ゲームボーイソフト『ポケットモンスター 赤』(任天堂)
ゲームボーイソフト『ポケットモンスター 赤』(任天堂)

 1990年代後半、モンスター育成ゲームの一大ブームが巻き起こりました。『ポケットモンスター』、『デジタルモンスター』を筆頭に、自分のモンスターを敵と戦わせて成長させるシステムが小学生の心を突き刺したのです。

 さてブームのまっただなかにおいては、各メーカーがこぞってモンスター育成ゲームをリリース。この記事では『ポケモン』『デジモン』(あるいは『モンスターファーム』)以外の、覇権を取るには至らずとも十分に異彩を放っていた「じゃない方」育成ゲームを振り返ります。

●サンリオキャラとモンスターバトル!『サンリオタイムネット』

 異彩ぶりにおいて今なお色褪せないのが、1998年にゲームボーイ用ソフトとしてリリースされた『サンリオタイムネット』(イマジニア株式会社)です。基本的にはモンスターを仲間にして戦わせるシステムなのですが、その対戦相手がサンリオキャラクターなのだから大変です。

 バッドばつ丸やけろっぴといった、サンリオのスターたちとモンスターバトルができます。とはいえ、けろっぴたちもまた極めてモンスター寄りである感は否めず、なんともくすぐったい世界観でした。ちなみにハンギョドンはなぜか「モンスター側」として登場します。また敵モンスターはサンリオ的なかわいらしい姿のもいれば、顔が中心にめり込んでいる「おしぶババァ」などなかなか珍妙なキャラもおり、サンリオワールドの奥深さを堪能できる仕様となっていました。

厳密には「育成」じゃなかった? CMだけは耳に残ったゲーム

●育てるのか? 戦わせるのか?『ジュラペット』

 育成ゲームも『ポケモン』『デジモン』のようにバトルさせるものと『たまごっち』のように育成それ自体を目的としたものとに分かれます。

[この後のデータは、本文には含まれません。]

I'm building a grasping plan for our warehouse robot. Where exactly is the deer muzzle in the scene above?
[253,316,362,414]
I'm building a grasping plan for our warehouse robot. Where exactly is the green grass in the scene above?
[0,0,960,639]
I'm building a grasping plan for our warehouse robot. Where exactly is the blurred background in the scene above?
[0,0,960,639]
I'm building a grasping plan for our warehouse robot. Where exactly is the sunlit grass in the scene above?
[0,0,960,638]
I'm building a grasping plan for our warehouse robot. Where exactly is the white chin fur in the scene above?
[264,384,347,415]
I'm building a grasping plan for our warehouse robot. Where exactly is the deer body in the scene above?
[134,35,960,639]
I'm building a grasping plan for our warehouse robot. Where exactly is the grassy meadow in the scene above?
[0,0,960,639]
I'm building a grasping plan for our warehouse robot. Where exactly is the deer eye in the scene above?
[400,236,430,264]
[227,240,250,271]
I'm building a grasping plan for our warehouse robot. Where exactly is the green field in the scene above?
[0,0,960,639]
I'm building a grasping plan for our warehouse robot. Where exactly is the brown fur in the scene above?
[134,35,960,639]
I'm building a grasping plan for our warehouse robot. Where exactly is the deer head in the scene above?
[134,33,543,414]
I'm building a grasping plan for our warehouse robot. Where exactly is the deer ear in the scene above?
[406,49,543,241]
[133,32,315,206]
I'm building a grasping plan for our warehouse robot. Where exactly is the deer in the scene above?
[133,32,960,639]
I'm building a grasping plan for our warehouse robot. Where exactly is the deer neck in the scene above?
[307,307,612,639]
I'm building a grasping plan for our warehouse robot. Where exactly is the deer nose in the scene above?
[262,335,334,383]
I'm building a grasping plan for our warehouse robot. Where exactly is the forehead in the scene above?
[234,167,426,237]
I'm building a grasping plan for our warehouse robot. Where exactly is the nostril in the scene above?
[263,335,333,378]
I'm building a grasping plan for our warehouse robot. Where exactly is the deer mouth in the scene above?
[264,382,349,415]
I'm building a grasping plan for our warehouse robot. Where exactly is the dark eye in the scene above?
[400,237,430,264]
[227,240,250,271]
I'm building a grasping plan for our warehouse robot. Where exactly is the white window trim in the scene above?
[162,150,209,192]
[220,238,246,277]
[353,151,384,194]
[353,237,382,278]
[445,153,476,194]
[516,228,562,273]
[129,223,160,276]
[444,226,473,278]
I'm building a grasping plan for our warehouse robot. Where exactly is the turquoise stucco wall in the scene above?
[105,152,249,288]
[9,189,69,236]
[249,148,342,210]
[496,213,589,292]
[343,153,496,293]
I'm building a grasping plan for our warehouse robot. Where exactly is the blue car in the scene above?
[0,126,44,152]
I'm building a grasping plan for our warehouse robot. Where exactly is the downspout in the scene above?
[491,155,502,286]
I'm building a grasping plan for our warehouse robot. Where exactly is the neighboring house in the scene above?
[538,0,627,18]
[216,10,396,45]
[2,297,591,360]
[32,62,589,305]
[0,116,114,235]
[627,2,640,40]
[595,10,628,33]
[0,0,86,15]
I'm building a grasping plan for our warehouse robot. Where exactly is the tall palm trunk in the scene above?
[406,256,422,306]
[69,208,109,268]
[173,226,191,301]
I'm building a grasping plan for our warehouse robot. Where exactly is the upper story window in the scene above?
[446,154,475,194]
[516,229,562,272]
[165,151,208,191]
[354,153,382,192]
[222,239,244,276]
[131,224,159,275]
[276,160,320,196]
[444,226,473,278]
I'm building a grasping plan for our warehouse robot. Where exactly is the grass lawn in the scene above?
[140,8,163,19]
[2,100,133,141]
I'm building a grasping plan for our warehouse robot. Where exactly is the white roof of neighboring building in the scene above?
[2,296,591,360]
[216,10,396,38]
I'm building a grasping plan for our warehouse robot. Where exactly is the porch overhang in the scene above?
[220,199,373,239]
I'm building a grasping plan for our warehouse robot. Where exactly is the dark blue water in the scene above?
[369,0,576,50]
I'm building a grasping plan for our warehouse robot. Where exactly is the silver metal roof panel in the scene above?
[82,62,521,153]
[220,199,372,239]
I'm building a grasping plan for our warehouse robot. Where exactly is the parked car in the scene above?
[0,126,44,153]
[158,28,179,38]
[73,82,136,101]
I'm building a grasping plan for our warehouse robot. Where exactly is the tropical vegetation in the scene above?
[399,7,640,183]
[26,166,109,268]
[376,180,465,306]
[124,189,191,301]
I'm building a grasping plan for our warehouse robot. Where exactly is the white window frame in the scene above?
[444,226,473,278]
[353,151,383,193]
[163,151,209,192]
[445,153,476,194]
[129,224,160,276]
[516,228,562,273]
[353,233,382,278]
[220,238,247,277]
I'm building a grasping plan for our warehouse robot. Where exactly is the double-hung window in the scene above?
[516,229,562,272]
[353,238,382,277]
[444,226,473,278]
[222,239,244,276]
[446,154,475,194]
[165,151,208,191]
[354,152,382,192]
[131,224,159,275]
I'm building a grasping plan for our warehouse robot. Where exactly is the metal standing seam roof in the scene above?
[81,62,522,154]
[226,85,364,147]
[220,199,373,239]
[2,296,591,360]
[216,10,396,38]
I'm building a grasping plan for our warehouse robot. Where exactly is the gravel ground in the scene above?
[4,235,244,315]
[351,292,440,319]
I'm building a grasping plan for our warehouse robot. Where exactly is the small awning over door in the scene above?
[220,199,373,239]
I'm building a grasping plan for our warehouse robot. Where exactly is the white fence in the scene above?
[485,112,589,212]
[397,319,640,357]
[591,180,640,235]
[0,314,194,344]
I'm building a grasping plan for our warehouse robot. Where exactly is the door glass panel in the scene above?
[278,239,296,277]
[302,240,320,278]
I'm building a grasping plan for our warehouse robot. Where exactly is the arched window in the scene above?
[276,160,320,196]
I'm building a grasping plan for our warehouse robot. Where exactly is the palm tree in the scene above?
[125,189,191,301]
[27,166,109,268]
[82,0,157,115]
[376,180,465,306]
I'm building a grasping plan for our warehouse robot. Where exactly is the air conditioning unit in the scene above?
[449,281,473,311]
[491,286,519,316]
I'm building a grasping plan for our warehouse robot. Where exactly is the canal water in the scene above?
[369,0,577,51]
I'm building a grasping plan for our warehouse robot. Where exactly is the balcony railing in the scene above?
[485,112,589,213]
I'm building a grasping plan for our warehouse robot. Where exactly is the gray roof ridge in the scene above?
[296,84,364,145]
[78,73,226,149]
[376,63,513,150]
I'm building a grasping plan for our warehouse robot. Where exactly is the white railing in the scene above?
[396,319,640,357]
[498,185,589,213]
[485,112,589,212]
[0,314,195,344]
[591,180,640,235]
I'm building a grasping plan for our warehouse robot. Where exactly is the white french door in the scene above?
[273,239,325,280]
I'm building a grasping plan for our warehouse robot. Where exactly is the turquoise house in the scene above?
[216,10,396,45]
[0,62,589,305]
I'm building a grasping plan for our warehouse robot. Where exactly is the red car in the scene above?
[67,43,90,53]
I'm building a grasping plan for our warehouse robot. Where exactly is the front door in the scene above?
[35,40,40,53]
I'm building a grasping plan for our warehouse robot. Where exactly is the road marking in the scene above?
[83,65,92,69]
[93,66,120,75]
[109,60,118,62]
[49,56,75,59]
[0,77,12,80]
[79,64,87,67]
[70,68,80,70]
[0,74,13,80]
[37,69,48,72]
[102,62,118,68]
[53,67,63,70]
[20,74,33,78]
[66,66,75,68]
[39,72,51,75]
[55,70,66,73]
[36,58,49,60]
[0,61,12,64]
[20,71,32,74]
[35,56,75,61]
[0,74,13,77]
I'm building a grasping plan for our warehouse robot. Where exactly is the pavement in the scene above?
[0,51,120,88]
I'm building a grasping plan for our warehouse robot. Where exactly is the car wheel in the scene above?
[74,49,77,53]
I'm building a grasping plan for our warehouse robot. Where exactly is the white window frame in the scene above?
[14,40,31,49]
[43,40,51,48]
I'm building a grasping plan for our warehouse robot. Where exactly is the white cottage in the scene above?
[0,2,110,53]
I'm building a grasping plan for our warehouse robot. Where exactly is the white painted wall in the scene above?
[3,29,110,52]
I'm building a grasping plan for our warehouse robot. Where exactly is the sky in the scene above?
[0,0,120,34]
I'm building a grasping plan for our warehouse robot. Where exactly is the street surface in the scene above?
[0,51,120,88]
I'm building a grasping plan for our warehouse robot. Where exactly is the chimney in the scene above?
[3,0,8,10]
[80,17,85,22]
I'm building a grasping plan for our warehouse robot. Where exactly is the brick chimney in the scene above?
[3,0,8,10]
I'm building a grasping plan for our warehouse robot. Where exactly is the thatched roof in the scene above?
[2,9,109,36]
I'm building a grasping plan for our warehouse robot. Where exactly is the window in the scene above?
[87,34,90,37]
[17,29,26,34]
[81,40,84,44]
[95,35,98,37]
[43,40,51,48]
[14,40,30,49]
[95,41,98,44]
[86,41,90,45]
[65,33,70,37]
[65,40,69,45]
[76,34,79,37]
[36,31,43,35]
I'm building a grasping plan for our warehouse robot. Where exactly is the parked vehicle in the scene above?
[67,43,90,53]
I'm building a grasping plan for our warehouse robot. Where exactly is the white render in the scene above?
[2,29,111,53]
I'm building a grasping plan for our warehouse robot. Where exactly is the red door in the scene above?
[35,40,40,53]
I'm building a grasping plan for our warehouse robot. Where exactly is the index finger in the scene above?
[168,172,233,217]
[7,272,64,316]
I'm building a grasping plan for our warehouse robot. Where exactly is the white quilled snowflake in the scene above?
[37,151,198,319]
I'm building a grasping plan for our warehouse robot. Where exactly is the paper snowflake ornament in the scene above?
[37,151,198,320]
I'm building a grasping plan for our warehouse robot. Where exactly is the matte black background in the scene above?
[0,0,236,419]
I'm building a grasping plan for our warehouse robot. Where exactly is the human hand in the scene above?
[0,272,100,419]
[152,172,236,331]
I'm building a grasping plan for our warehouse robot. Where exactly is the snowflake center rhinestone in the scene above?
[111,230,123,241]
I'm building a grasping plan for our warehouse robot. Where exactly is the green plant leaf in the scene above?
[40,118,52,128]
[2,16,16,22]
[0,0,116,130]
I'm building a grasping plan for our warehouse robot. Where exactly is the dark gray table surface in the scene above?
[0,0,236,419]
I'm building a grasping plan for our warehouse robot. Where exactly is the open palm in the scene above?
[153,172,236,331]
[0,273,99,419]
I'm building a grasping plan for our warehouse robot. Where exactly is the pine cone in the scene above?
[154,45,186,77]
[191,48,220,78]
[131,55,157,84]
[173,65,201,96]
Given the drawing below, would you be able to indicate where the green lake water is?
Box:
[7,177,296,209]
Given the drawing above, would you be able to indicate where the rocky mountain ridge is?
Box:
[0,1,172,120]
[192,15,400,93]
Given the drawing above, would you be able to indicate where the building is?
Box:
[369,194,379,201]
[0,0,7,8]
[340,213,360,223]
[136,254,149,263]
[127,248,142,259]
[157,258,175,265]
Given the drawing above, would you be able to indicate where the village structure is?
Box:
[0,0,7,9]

その点において1997年発売の『デジタル恐竜たまご ジュラペット』(株式会社ツクダオリジナル)は一見するとどちらか分からないゲームでした。

 たまご型の形状は『たまごっち』ですが、表面のゴツゴツ感は『デジモン』を感じさせます。実態はというと映画『ロスト・ワールド/ジュラシック・パーク』に登場する恐竜に育てることを目的とした『たまごっち』タイプのゲーム。パッケージ裏にも「キミだけのかわいいペット恐竜として、たいせつに育ててください」としっかりと記載されています。ちゃんとご飯をあげて、わがままをしかり、愛情をこめて恐竜を育てていきます。

 ただし少ないドット数で恐竜を再現することはさすがに不可能だったと見えて、きわめて簡略化された恐竜たちがすくすくと育っていくことになります。それはそれで、かわいいのです。

●CMソングがいまだに耳から離れない『ヨーカイザー』

「妖~怪退治は~ヨーカイザ~♪」の歌と共に水戸黄門ご一行が練り歩くCMでおなじみだったのが1998年にバンダイから発売された携帯ゲーム『ヨーカイザー』です。同年発売された『ドラゴンクエスト あるくんです』と同様、万歩計を搭載し歩数によってイベントが生じるシステム。歩いていると妖怪と遭遇し、倒すと仲間にすることができるのです。

 さていかにも妖怪をゲットして育ててバトルできそうな雰囲気でしたが、残念ながら妖怪と戦って仲間にしたら図鑑に登録するのみ。あくまでも妖怪図鑑のコンプリートを目的とした極めてストイックなゲームだったのです。実際、妖怪と遭遇するには画面上に表示された歩数なさなくてはならず、遭遇しても負けたら仲間にできません。

 こうした遊び部分の少なさからか、CMやコミカライズなど販促戦略も十分だったはずも、ブームには至りませんでした。ゲームが妖怪ブームを牽引するのはそれから15年後。2013年の『妖怪ウォッチ』まで待たなくてはなりません。

 ここまで「じゃない方」育成ゲームたちを振り返ってみました。商業的な大ヒットとはならずとも『デジモン』『ポケモン』あるいは『たまごっち』といった巨大タイトルに正々堂々勝負を仕掛けていった名作たち。もし実家の押入れにある方は、電池を入れ替え久々に起動してみてはいかがでしょうか。